Are you *sure* there's no translational NCS ?
For example your first molecular replacement solution out of Phenix shows
EULER 293.6 27.7 288.7
FRAC -0.02 0.02 0.02
(that's "first molecule at origin in P1")
and
EULER 294.0 27.9 288.8
FRAC -0.37 0.02 0.02
which is essentially the same orientation, and a translation down one
crystallographic axis (a*)
And this suggests to me that either Xtriage or Phaser is missing
something here. Does Phaser find translational NCS in its initial data
analysis ? Unmodeled translational NCS could cause significant problems
with the molecular replacement search.
Phil Jeffrey
Princeton
On 8/29/19 11:28 AM, Napoleão wrote:
Deal all,
Sorry for the long post.
I have a data set obtained from a crystal produced after incubating a
protease with a protein which is mostly composed by an antiparallel beta
sheet.

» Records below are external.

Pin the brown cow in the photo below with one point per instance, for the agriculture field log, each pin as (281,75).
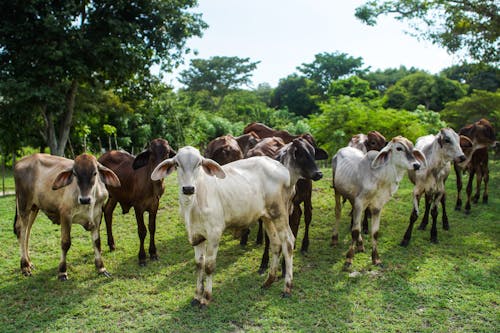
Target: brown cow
(67,192)
(482,135)
(137,190)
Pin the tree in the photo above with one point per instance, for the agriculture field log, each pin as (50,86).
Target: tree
(470,26)
(328,67)
(218,75)
(476,76)
(295,93)
(431,91)
(48,49)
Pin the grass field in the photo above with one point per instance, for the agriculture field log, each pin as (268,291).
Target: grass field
(452,286)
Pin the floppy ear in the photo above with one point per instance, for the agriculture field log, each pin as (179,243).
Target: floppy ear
(213,168)
(381,158)
(420,157)
(163,169)
(320,154)
(108,177)
(63,179)
(141,159)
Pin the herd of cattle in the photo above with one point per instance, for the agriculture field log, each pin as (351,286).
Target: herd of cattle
(273,168)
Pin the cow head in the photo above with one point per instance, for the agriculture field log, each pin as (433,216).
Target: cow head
(85,169)
(156,151)
(449,142)
(402,153)
(299,157)
(189,163)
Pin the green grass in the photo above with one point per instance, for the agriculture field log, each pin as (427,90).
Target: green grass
(447,287)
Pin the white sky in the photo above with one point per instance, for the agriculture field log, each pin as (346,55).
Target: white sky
(283,34)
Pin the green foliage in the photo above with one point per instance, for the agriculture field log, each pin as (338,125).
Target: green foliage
(343,117)
(447,287)
(421,88)
(480,104)
(463,27)
(328,67)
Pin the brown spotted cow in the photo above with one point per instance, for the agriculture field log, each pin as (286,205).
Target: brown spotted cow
(68,192)
(137,190)
(482,135)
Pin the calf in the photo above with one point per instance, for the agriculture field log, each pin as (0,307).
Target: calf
(482,135)
(137,190)
(366,142)
(67,192)
(439,151)
(368,181)
(214,198)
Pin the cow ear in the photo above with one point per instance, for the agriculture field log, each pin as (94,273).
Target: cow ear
(63,179)
(320,154)
(164,169)
(213,168)
(141,159)
(381,158)
(420,158)
(108,177)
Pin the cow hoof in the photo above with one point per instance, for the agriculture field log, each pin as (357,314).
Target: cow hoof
(286,294)
(105,274)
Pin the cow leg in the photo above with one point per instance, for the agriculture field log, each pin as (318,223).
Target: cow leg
(275,247)
(425,219)
(486,177)
(287,244)
(458,174)
(65,245)
(96,243)
(141,230)
(468,190)
(355,235)
(446,224)
(413,218)
(152,231)
(108,218)
(375,213)
(264,263)
(338,214)
(210,259)
(307,223)
(199,258)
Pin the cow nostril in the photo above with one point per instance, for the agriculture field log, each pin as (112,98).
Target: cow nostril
(188,190)
(317,175)
(85,200)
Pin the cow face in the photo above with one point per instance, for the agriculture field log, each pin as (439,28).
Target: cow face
(189,163)
(86,169)
(402,153)
(157,151)
(449,142)
(299,158)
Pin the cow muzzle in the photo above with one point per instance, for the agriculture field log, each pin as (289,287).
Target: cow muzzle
(188,190)
(84,200)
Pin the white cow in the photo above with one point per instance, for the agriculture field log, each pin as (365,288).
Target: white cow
(368,181)
(214,198)
(439,150)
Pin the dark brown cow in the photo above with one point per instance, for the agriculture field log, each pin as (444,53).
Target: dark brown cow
(303,188)
(137,190)
(482,135)
(67,192)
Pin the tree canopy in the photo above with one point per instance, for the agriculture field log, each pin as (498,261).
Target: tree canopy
(468,26)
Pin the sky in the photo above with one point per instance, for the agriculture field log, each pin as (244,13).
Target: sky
(283,34)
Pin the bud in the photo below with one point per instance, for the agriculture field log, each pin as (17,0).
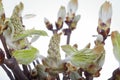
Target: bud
(62,13)
(48,24)
(104,21)
(72,6)
(115,37)
(61,17)
(2,56)
(74,22)
(105,13)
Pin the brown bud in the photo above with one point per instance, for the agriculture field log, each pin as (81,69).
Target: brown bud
(2,56)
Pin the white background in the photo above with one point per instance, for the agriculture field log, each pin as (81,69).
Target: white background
(88,9)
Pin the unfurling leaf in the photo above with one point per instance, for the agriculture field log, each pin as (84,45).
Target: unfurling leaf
(28,33)
(25,56)
(90,60)
(115,37)
(54,57)
(54,49)
(75,76)
(69,50)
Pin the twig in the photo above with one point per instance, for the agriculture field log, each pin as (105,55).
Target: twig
(12,64)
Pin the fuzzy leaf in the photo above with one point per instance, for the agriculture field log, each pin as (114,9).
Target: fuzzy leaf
(69,50)
(115,37)
(29,33)
(75,76)
(25,56)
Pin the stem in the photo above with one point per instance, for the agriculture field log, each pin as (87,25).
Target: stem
(68,38)
(8,72)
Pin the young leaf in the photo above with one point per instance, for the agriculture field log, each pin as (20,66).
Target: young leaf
(69,50)
(25,56)
(29,33)
(115,37)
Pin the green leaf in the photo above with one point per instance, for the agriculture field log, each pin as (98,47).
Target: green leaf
(75,76)
(25,56)
(69,50)
(30,32)
(115,37)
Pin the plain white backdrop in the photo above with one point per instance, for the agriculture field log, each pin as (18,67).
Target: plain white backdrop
(88,9)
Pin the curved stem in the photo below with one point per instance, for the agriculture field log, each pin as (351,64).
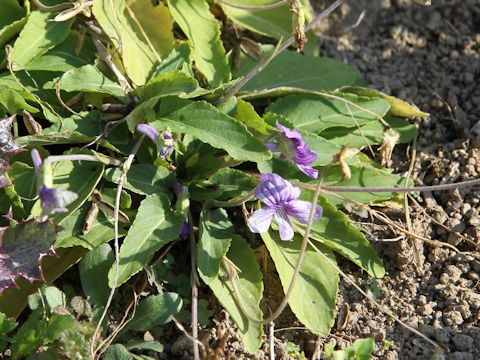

I have tried numerous approaches to solve it, and failed.
Molecular replacement using Phaser, and the protease or the protein as a
template yields no solution. However, molecular replacement using only
part of the beta sheet yields LLG=320 TFZ==28.0 (see below).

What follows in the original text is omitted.